The water filling spout is mostly hidden underneath the planter basket, making it very difficult to fill.

Planting Container – The “container” consists of a perforated planter (it looks like a honeycomb) with a lightweight Grow Bag liner in which the tomato is planted. The goal is to air-prune roots, which is said to create a dense, vigorous root system that can take up more water and nutrients. The honeycomb planter helps keep the Grow Bag stable and cuts down on evaporation. I’m not sure if the roots were any more vigorous than if they’d been grown in a traditional container, but the plant grew well and the potting mix didn’t dry out too quickly.

wire rings

The wire support rings can be easily moved up and down, or opened and reattached as needed to corral tomato stems.
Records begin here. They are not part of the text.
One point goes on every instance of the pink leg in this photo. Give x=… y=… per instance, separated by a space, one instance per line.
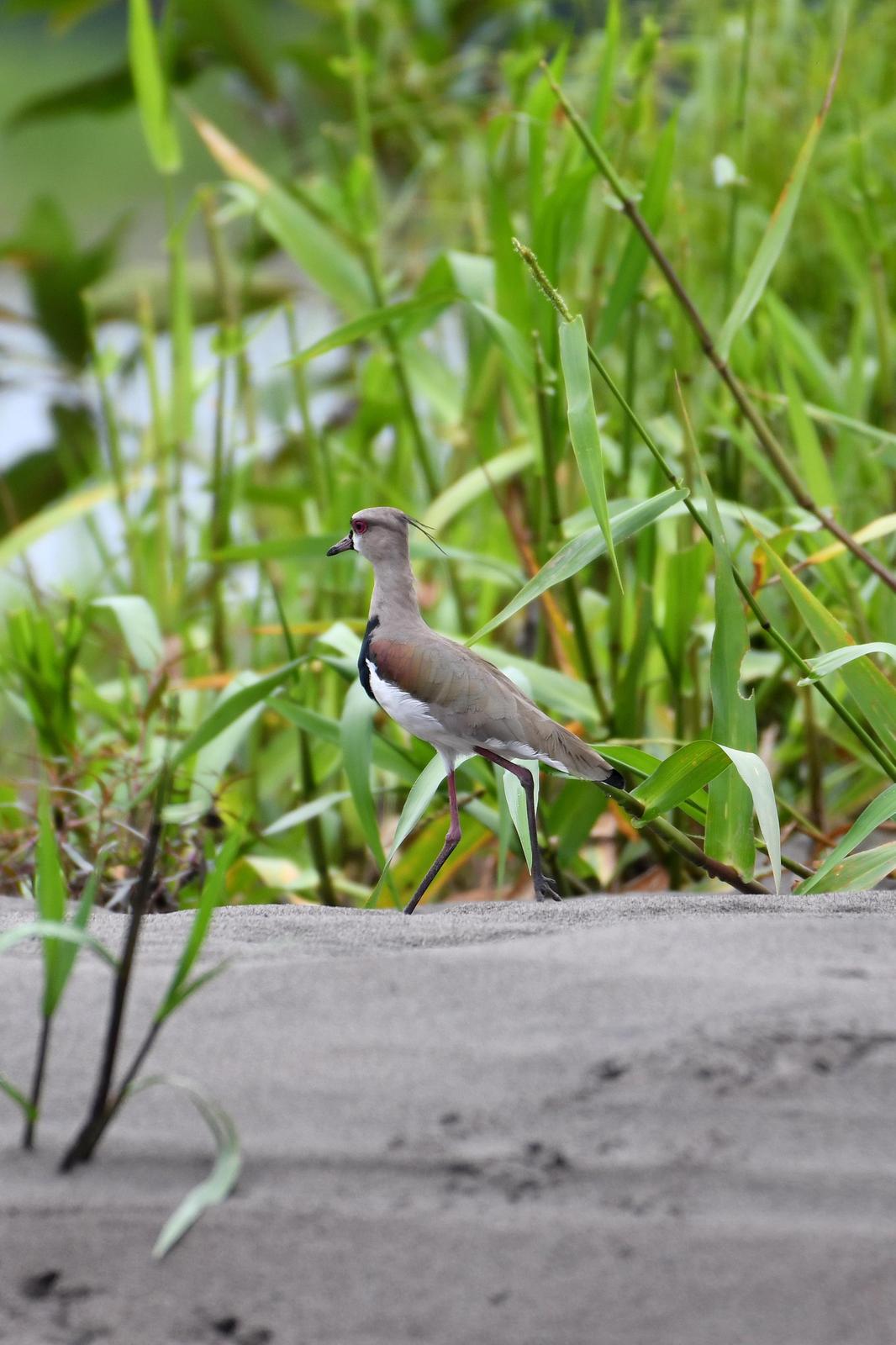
x=451 y=841
x=544 y=887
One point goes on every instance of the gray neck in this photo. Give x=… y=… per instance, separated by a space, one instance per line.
x=394 y=596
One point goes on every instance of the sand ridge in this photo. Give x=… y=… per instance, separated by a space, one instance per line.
x=658 y=1120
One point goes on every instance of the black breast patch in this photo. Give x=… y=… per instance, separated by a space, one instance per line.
x=363 y=672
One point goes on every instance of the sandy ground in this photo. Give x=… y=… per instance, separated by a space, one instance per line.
x=656 y=1121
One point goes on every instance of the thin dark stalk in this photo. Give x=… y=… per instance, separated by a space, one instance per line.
x=548 y=447
x=100 y=1114
x=161 y=454
x=314 y=443
x=683 y=847
x=756 y=421
x=37 y=1082
x=883 y=757
x=219 y=525
x=307 y=773
x=116 y=464
x=741 y=129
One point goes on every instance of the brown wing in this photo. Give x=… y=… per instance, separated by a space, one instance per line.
x=477 y=703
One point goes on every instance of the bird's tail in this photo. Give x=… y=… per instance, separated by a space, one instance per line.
x=575 y=757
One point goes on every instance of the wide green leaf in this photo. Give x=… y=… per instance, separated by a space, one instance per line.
x=374 y=322
x=139 y=625
x=580 y=551
x=306 y=811
x=873 y=694
x=478 y=482
x=634 y=260
x=860 y=871
x=680 y=777
x=582 y=425
x=17 y=1095
x=777 y=232
x=226 y=712
x=356 y=733
x=730 y=834
x=212 y=896
x=826 y=663
x=316 y=249
x=688 y=770
x=385 y=755
x=224 y=1174
x=878 y=811
x=151 y=89
x=57 y=930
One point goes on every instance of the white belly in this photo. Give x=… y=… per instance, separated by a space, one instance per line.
x=416 y=717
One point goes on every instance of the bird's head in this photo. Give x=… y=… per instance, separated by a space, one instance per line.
x=378 y=535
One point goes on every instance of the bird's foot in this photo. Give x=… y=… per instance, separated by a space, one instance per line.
x=546 y=889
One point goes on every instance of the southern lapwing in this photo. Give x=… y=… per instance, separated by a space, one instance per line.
x=447 y=694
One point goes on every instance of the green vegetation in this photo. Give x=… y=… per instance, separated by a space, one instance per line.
x=618 y=327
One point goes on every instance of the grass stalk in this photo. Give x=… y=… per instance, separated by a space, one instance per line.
x=306 y=768
x=763 y=432
x=37 y=1082
x=739 y=131
x=161 y=456
x=880 y=755
x=101 y=1109
x=549 y=451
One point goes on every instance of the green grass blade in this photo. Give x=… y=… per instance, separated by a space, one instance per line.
x=139 y=625
x=475 y=483
x=878 y=811
x=607 y=77
x=873 y=694
x=151 y=89
x=356 y=735
x=215 y=755
x=15 y=1095
x=730 y=833
x=182 y=390
x=71 y=509
x=314 y=809
x=420 y=795
x=210 y=898
x=58 y=931
x=754 y=773
x=580 y=551
x=66 y=952
x=634 y=260
x=50 y=894
x=582 y=425
x=229 y=710
x=680 y=777
x=860 y=871
x=276 y=549
x=376 y=322
x=826 y=663
x=777 y=232
x=313 y=246
x=385 y=757
x=811 y=457
x=224 y=1174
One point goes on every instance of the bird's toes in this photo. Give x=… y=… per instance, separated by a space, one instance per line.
x=546 y=891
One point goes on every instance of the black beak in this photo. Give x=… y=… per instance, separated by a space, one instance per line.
x=346 y=545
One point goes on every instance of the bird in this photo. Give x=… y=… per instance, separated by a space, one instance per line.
x=447 y=694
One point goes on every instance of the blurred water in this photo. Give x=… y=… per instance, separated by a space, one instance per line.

Support Rings – Another nice feature is the five wire rings that attach to the upright support – they can be moved up and down as the plant grows, and can be opened and reattached to gather up wayward stems. The rings can be hard to remove or reattach (keep your pliers handy) but, overall, the system works well.

Product Details

  • Planter and support: UV-resistant polypropylene, BPA-free polypropylene liner, aluminum, powder-coated steel wire
  • 50-1/4″ H x 16″ W x 13-1/4″ deep overall
  • Support is 34″ H
  • Five Snap-Lock Rings are 14-1/2″ L x 8-1/2″ W
  • Reservoir holds 1-1/2 gallons


Overall, this is a nice planter for growing tomatoes in a smaller space. The biggest issue I had with it was around material quality. Many of the parts didn’t fit together cleanly and had to be forced (for example, we needed pliers to get the wire support rings in place). The support upright wobbled. And the spout used to fill the water reservoir was so small that it was very difficult to fill. On the plus side, the tomato grew well, the potting mix stayed moist (as long as the reservoir was filled regularly) and the planter took up very little space.

Where to Buy

The Gardener’s Revolution® Tomato Garden is available exclusively from Gardener’s Supply for $59.95 plus shipping. At this time it doesn’t appear to be available on Amazon.

Optional casters to roll the planter around are $11.95 for a set of four and the support extension (if your tomato gets too tall) is $12.95.

The potting mix and fertilizer can also be bought separately so you can reuse the planter year after year.